Perfume
Andrew Birkin, Bernd Eichinger, Tom Tykwer, and Patrick Süskind, 2006

Premise
Like most babies smell like butter
His smell smelled like no other
He was born scentless and senseless
He was born a scentless apprentice

Premise in non-lyrical form
Jean-Baptiste Grenouille, a physically, intellectually and emotionally stunted orphan in 18th-century France, has the finest sense of smell in human history. Obsessed with the desire to capture as a perfume the most glorious scent in the world, he works his way from a Paris tannery up to the center of the perfume industry, the town of Grasse. There he learns how to capture the essence of the flowers in the surrounding fields. Unfortunately the most glorious scent on earth does not come from any flower but from certain redheaded maidens.

Evaluation
Here is a movie based on a book I have read many times. I picked it up back in '93 after reading that it was Kurt Cobain's favorite book. It's easy to see why it was. The main character is rejected by everyone he encounters from a very early age, and in turn flees for a time as far away from the scent of human as he can get, but eventually uses his miraculous, often painful sensitivity to create a masterpiece that brings him immediate adulation — yet once he's done so and fulfilled his dream, he finds it deeply unsatisfying and gives up on life. Sound like anyone you know?

Some reviewers have argued that the book was unfilmable, but it's really no more unfilmable than it was unwriteable. Yes, a medium that relies on images and sounds cannot really convey smell.

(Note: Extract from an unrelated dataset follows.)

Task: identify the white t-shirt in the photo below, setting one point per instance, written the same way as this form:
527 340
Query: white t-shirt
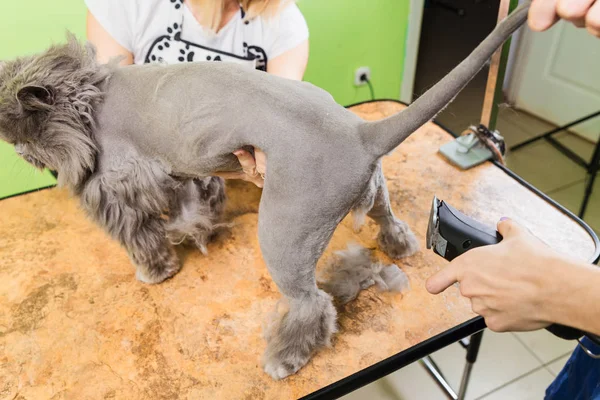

But neither can prose. We don't have a vocabulary for scent. All a writer can do is name an object and hope the reader knows what it smells like. A movie can at least use other sense data as an analogue for scent. For the most glorious scent on earth we get an eerie soprano voice on the soundtrack when it's nearby and visually beautiful girls as the source. Also many shots of nostrils. As for the rest, the movie is extremely faithful to the book, essentially filming it page by page, with the dialogue and voiceover narration reciting much of the English translation word for word to make up for the loss of interiority inherent when the audience is couched in a camera looking at Grenouille instead of inside his mind. It seems that most every flourish, right down to everything going bright when the last girl's body is discovered, is taken directly from the book. So I can't say that this movie evoked much of a reaction from me. It felt like yet another reread. Different schools of thought may take that as criticism or as high praise.